Aphrodite - well... human nature to exploit.

missironic - hahaha... good!

Anonymous said...

I don't mind if my friends came to me only when they are sad or something. When they tell me something, then it's good too because i can busy-body a bit. Hehe!

For me, i don't normally tell my friends about my sad things or something because i still couldn't find anyone of them trustworthy enough. The only people i could trust would be my parents and my hubby.

H said...

Who do you go to when the one who makes you cried/sad is exactly the one you seek comfort from?

zewt said...

seokthong - that's why he is your husband :)

caffenny tan - when that happens, you should not put the person as the one whom you should seek anymore.

sharlydia said...

yeah...that's what friends are for isit it? Infact for me, when i have something jolly to shout about or when i'm down, i just want to speak to my hubby, but he's not a good listener, so sometimes that will turn me away...either i turn to a friend or i'll just blog about it...

Yvonne Foong said...

I used to be like that, feel hurt at the fact that I'm sought after only when the person was down. Then I got a life and didn't pine for her attention. :P

zewt said...

sharlydia - aiyooo... should make your husband listen. it's his job. that's where the bonding begins.

yvonne foong - hahahaha... well, good to hear that. but then again, know that it is also a privilege, if you're not taken for granted.

melisa said...

This is an old post, but I find it interesting.
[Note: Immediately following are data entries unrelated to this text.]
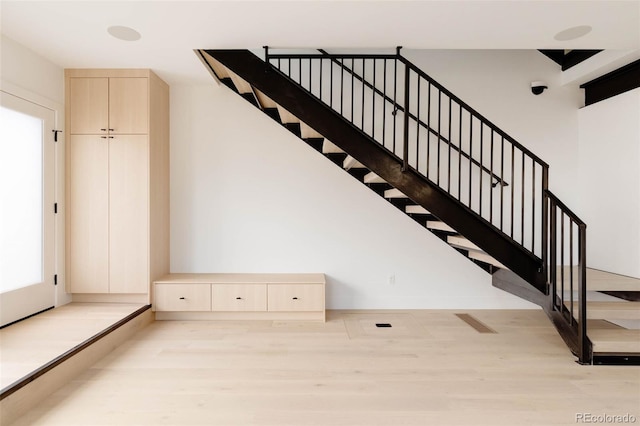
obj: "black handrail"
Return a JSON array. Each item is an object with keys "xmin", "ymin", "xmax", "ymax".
[
  {"xmin": 265, "ymin": 47, "xmax": 549, "ymax": 260},
  {"xmin": 544, "ymin": 190, "xmax": 592, "ymax": 364},
  {"xmin": 314, "ymin": 49, "xmax": 509, "ymax": 186},
  {"xmin": 398, "ymin": 55, "xmax": 549, "ymax": 167}
]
I'm also not comfortable with the idea that friends remember us only when they're down. But I don't think that such friends confide in me just because I'm "important" to them. I don't really think so. What I think is, they feel like I'm the only one who's always ready to listen and help, just like when they're financially down, they remember me quite often, which is really strange. I've realized it's not good to pamper friends like that, so I keep only the genuine few.
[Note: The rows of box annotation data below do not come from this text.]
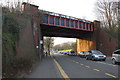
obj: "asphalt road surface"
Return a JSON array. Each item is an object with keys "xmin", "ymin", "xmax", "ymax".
[{"xmin": 27, "ymin": 54, "xmax": 119, "ymax": 80}]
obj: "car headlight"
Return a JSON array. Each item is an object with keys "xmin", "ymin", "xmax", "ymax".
[
  {"xmin": 95, "ymin": 55, "xmax": 99, "ymax": 57},
  {"xmin": 104, "ymin": 55, "xmax": 106, "ymax": 57}
]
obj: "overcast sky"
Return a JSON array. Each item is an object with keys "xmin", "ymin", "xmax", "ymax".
[
  {"xmin": 31, "ymin": 0, "xmax": 97, "ymax": 45},
  {"xmin": 4, "ymin": 0, "xmax": 97, "ymax": 44}
]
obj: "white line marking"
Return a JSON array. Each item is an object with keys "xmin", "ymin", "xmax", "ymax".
[{"xmin": 97, "ymin": 62, "xmax": 117, "ymax": 67}]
For me, spending time with your loved ones--like family and friends--expresses how much you care about them, and I mean quality time. It's like our relationship with God. We don't remember Him only when we're down.

zewt said...

melisa - Unfortunately though, many tend to only remember God when we are down or in deep shite, i am always a guilty party in this case :P yeah, i truly agree that we should not pamper friends who only want to drain energy from us... but i think a lot of female cliques are like that.